Consumer reports said Tesla's system was defrauded by placing a loaded chain on the wheel and keeping the seat belts fastened on the driver's seat.

The test was conducted after the 2019 Model S fatal accident in Texas on Saturday, during which two federal investigations were triggered by the National Transportation Safety Board and the National Traffic Safety Administration. Police said after a preliminary investigation that they believe no one was in the Tesla driver's seat at the time of the accident.

A comprehensive investigation has not been completed, and authorities have not said whether Autopilot or Tesla's premium automated driving system, marketed as Full Self-Driving or FSD, was in use at the time of the collision. Tesla warns in its owner's manual that Autopilot and FSD require active supervision.

Tesla CEO Elon Musk said in a tweet on Monday: "Recovered data logs so far show that Autopilot was not engaged and this car did not buy FSD. In addition, the standard Autopilot would require the inclusion of a lane line which this street did not have. "

Following Musk's tweet, Texas police planned to issue search warrants for Tesla to secure the data from a disaster.

In a statement on Thursday, Jake Fisher, senior director of Automatic Testing at Consumer Reports, said: “In our test, the system just failed to make sure the driver was paying attention - it couldn't even tell if there was a driver at all. "

Consumer Reports engineers have found in previous tests that the Tesla Autopilot - like many automated driving systems - can operate where there is no lane line.
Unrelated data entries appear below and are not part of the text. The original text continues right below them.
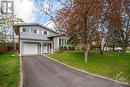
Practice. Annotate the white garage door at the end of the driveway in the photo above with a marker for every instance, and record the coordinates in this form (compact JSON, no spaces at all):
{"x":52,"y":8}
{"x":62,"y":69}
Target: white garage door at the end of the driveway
{"x":30,"y":48}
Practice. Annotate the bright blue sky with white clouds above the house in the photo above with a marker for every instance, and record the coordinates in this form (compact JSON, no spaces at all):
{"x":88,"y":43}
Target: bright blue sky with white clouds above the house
{"x":29,"y":11}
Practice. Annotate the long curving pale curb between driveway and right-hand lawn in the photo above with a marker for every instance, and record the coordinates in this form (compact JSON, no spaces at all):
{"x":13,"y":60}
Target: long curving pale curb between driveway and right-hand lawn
{"x":85,"y":71}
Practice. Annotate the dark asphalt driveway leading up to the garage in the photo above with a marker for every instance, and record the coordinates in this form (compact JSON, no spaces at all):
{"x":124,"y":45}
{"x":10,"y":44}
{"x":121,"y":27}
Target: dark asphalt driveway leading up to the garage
{"x":40,"y":71}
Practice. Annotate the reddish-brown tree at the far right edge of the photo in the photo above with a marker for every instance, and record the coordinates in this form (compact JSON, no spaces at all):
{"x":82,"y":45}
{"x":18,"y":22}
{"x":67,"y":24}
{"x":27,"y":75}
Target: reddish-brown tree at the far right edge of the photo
{"x":119,"y":22}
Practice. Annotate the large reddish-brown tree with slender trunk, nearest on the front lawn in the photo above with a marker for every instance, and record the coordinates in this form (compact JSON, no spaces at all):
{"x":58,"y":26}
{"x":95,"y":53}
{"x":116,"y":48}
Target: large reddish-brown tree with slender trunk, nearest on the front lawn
{"x":79,"y":19}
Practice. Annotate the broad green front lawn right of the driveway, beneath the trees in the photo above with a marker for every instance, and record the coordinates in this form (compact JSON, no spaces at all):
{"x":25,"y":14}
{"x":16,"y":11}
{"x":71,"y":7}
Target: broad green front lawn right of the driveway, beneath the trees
{"x":109,"y":64}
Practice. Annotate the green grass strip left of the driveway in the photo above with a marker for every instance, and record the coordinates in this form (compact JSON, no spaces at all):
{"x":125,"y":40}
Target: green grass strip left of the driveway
{"x":9,"y":70}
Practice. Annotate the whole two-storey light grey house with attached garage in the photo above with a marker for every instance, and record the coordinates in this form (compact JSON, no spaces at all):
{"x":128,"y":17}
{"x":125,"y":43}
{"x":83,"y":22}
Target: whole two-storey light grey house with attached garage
{"x":37,"y":39}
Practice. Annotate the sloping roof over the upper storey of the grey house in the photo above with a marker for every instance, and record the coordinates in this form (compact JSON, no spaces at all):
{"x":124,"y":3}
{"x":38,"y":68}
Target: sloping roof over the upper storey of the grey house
{"x":16,"y":26}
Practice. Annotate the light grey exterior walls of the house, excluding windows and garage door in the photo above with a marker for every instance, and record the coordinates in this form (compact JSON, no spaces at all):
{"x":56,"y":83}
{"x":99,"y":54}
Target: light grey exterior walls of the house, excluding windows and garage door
{"x":40,"y":38}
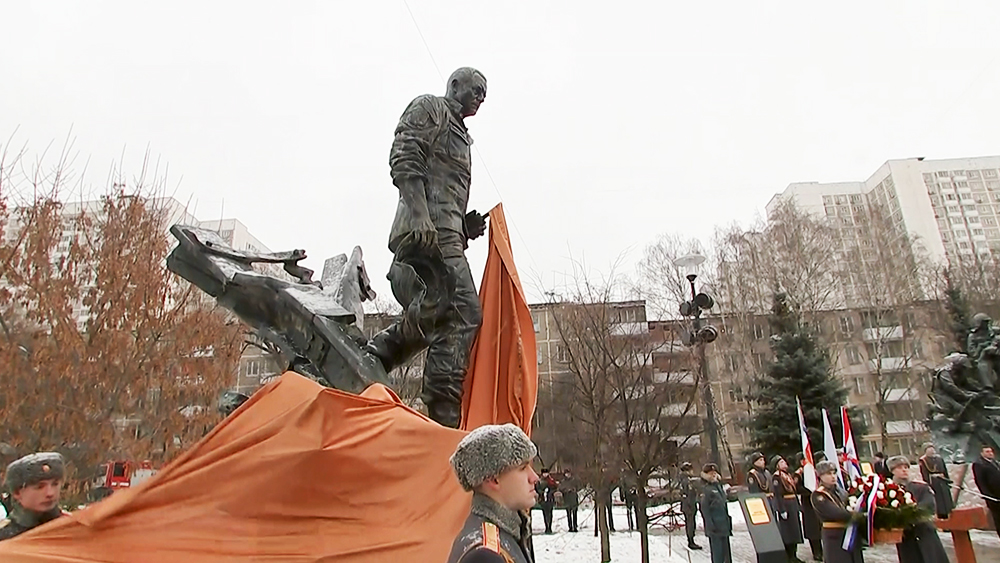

Fisher said, “Any system that looks at the lane lines - can get ripped off. They may perceive something as a lane line which is not like a car lane, curb, can be interpreted as a lane line etc. ”He noted that Tesla's Autopilot only requires one lane line to turn on, while some systems require a double line.

Fisher said, "Tesla is lagging behind other car makers such as GM and Ford, who are using technology to make sure the driver is looking at the road on models with advanced driver assistance systems. "

BMW, Ford, GM, Subaru and others use camera-based driver assistance systems to track the eye movement and driver's head position to make sure they pay attention to Some of these vehicles, including those with the GM Super Cruise system, automatically slow down and they stop when they detect drivers being too inattentive or absent.

Tesla vehicles do not have such a camera, but they do have sensors in the steering wheel that can detect if the driver has his hands on the steering wheel. Vehicles will "harass" drivers to put the han ds back on the steering wheel if they are too inattentive. Autopilot or FSD may eventually prevent the driver from using this feature if the warnings are ignored too many times.

The disaster in Texas continues to attract widespread attention. On Thursday, Sens. Richard Blumenthal, D-Conn. And Ed Markey, D-Mass., Wrote a letter to the NHTSA administrator asking the agency to "conduct a thorough investigation into the accident" and recommend corrective action to prevent similar accidents from happening again.